To solve the above technical problem, an embodiment of the present application further provides a computer device, and specifically refer to fig. 6, where fig. 6 is a block diagram of a basic structure of the computer device according to the embodiment.

The computer device 6 comprises a memory 6a, a processor 6b, a network interface 6c communicatively connected to each other via a system bus. It is noted that only a computer device 6 having components 6a-6c is shown, but it is understood that not all of the shown components are required to be implemented, and that more or fewer components may be implemented instead. As will be understood by those skilled in the art, the computer device is a device capable of automatically performing numerical calculation and/or information processing according to a preset or stored instruction, and the hardware includes, but is not limited to, a microprocessor, an Application Specific Integrated Circuit (ASIC), a Programmable Gate Array (FPGA), a Digital Signal Processor (DSP), an embedded device, and the like.

The computer device can be a desktop computer, a notebook, a palm computer, a cloud server and other computing devices. The computer equipment can carry out man-machine interaction with a user through a keyboard, a mouse, a remote controller, a touch panel or voice control equipment and the like.

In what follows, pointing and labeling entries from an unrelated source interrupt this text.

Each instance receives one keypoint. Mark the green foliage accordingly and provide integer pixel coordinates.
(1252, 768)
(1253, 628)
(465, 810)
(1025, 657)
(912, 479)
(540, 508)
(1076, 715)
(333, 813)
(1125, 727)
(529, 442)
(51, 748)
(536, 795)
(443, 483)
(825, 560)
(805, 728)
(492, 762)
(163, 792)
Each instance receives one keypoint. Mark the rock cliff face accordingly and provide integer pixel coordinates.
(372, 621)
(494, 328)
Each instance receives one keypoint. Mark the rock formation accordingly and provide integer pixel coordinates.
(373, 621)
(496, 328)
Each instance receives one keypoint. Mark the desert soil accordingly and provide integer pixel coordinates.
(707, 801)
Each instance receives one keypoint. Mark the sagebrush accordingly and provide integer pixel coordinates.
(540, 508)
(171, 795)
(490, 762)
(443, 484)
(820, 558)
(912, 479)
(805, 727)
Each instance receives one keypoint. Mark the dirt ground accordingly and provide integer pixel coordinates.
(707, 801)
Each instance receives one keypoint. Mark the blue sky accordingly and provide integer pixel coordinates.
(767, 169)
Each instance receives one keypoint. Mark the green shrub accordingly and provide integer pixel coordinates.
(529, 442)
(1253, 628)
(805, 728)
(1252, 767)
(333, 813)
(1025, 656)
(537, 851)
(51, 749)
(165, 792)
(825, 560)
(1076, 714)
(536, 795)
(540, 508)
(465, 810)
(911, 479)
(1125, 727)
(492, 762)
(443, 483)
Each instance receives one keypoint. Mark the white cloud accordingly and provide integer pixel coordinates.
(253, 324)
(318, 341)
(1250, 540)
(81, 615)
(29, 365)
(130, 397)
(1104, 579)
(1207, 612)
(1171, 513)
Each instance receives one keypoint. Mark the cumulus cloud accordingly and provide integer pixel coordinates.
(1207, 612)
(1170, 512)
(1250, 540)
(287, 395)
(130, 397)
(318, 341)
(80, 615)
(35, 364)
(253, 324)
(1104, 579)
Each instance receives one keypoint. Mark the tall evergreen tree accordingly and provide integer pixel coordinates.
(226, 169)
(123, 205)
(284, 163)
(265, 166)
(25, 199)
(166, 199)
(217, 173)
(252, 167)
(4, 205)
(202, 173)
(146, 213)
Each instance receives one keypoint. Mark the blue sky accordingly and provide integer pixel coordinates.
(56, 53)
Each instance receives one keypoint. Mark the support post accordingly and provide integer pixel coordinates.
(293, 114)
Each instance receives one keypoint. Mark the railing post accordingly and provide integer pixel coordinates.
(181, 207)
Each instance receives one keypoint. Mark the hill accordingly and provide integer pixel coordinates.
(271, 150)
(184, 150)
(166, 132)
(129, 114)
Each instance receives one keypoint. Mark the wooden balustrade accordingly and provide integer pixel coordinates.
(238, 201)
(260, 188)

The memory 6a includes at least one type of readable storage medium including a flash memory, a hard disk, a multimedia card, a card type memory (e.g., SD or DX memory, etc.), a Random Access Memory (RAM), a Static Random Access Memory (SRAM), a Read Only Memory (ROM), an Electrically Erasable Programmable Read Only Memory (EEPROM), a Programmable Read Only Memory (PROM), a magnetic memory, a magnetic disk, an optical disk, etc. In some embodiments, the storage 6a may be an internal storage unit of the computer device 6, such as a hard disk or a memory of the computer device 6. In other embodiments, the memory 6a may also be an external storage device of the computer device 6, such as a plug-in hard disk, a Smart Media Card (SMC), a Secure Digital (SD) Card, a Flash memory Card (Flash Card), and the like, which are provided on the computer device 6. Of course, the memory 6a may also comprise both an internal storage unit of the computer device 6 and an external storage device thereof. In this embodiment, the memory 6a is generally used to store an operating system and various application software installed in the computer device 6, for example, a program code of an autonomous navigation planning method for routing inspection of a photovoltaic power station based on a flying drone. The memory 6a may also be used to temporarily store various types of data that have been output or are to be output.

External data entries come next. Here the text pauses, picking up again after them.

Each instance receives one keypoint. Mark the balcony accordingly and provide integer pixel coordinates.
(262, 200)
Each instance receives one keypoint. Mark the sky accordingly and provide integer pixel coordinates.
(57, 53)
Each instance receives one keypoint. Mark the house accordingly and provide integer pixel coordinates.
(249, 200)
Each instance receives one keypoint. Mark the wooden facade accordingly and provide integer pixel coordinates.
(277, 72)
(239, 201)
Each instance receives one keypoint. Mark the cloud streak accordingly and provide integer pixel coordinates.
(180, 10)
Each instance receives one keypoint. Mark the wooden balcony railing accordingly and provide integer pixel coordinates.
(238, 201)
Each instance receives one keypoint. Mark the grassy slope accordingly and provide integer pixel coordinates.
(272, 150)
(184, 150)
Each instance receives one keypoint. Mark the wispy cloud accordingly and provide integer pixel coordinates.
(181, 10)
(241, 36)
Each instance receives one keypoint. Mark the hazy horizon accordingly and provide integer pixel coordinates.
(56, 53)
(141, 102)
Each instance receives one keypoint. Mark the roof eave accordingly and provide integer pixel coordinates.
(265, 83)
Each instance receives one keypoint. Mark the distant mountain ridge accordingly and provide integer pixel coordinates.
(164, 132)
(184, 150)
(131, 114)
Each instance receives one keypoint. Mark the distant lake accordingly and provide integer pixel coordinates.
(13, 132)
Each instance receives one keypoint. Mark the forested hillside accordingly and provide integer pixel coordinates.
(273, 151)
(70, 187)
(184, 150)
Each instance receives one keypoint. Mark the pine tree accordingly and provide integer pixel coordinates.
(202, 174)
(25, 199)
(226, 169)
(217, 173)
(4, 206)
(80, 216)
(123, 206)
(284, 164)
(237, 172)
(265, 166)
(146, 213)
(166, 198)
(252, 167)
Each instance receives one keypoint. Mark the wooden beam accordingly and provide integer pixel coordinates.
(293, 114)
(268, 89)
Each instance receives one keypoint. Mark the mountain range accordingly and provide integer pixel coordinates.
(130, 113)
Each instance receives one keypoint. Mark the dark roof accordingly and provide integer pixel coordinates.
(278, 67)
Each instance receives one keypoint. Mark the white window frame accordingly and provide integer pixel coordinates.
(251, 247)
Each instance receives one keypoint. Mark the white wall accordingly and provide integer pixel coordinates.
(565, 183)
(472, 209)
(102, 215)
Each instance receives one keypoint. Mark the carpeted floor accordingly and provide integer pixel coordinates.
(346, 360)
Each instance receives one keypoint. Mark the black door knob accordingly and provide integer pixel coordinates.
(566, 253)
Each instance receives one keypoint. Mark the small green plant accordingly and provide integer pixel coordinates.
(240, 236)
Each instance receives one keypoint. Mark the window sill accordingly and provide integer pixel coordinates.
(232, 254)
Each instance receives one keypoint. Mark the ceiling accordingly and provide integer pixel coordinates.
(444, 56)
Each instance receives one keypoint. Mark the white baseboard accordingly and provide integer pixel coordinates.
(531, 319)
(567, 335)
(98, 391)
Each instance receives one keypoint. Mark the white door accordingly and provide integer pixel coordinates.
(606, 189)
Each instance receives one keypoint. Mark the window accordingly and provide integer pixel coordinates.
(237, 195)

The processor 6b may be a Central Processing Unit (CPU), a controller, a microcontroller, a microprocessor, or other data Processing chip in some embodiments. The processor 6b is typically used to control the overall operation of the computer device 6. In this embodiment, the processor 6b is configured to run the program code stored in the memory 6a or process data, for example, run the program code of the autonomous navigation planning method for routing inspection of the photovoltaic power station based on the flying drone.

The network interface 6c may comprise a wireless network interface or a wired network interface, and the network interface 6c is typically used for establishing a communication connection between the computer device 6 and other electronic devices.

The present application further provides another embodiment, which is to provide a non-volatile computer-readable storage medium storing an autonomous navigation planning program for polling a photovoltaic power station based on a flying drone, where the autonomous navigation planning program for polling the photovoltaic power station based on the flying drone is executable by at least one processor, so that the at least one processor performs the steps of the autonomous navigation planning method for polling the photovoltaic power station based on the flying drone.

Through the above description of the embodiments, those skilled in the art will clearly understand that the method of the above embodiments can be implemented by software plus a necessary general hardware platform, and certainly can also be implemented by hardware, but in many cases, the former is a better implementation manner. Based on such understanding, the technical solutions of the present application may be embodied in the form of a software product, which is stored in a storage medium (such as ROM/RAM, magnetic disk, optical disk) and includes instructions for enabling a terminal device (such as a mobile phone, a computer, a server, an air conditioner, or a network device) to execute the method according to the embodiments of the present application.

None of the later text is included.